Book #188 of 2025:
Humboldt’s Gift by Saul Bellow
A dense and meandering novel, full of witty observations and [pseudo-]intellectual digressions but light on any actual story. This 1976 Pulitzer Prize winner is apparently author Saul Bellow’s most autobiographical work, detailing his fixation on an influential older writer who ended up dying penniless and alone — the titular Humboldt, based loosely on the poet Delmore Schwartz — but that metatextual connection doesn’t automatically produce an engaging read. In truth I’ve struggled to stay invested in this one, enjoying the protagonist’s wry tone and comic misadventures but often growing exasperated over his romantic and financial woes and insistence on overthinking seemingly every aspect of his life.
The plot, such as it is: the main character is in his 60s, suffering from an acrimonious divorce, and seeing a woman less-than-half his age who now wants him to propose.
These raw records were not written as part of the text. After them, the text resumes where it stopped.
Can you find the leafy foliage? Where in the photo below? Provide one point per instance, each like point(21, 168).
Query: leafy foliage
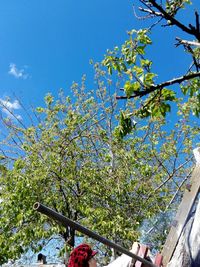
point(76, 160)
point(87, 158)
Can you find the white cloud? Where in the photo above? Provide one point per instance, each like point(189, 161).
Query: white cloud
point(17, 73)
point(9, 108)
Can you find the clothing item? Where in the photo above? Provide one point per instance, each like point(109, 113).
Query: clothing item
point(122, 261)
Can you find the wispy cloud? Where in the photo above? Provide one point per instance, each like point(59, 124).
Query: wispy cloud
point(8, 108)
point(17, 73)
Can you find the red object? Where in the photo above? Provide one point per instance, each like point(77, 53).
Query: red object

He’s been successful professionally but has a hard time keeping track of his wealth, with the implication that various business partners are fleecing him, but he’s also trying to spend down as much as he can before his ex-wife can seize the rest in her ongoing lawsuits against him. He had a falling-out with his late mentor about money as well, but eventually learns that the dead man has bequeathed him the rights to a movie idea he thinks would make a fortune at the box office. Meanwhile a petty mobster has attached himself to the hero, initially to claim the illicit poker debts that he’s been dodging but then out of a lingering odd sense of kinship and belief that they can strike a profit together too.
In other words, not much is really happening here to justify the length of the book. The slice-of-life texture is interesting for capturing a bygone twentieth-century America (and secular Jewish perspective thereof), but the endless asides and generally slow-paced narrative result in a bit of a slog. I think I still like the piece more than I dislike it on balance, but it’s a near thing.
[Content warning for racism, sexism, homophobia, antisemitism, domestic abuse, cannibalism, and rape.]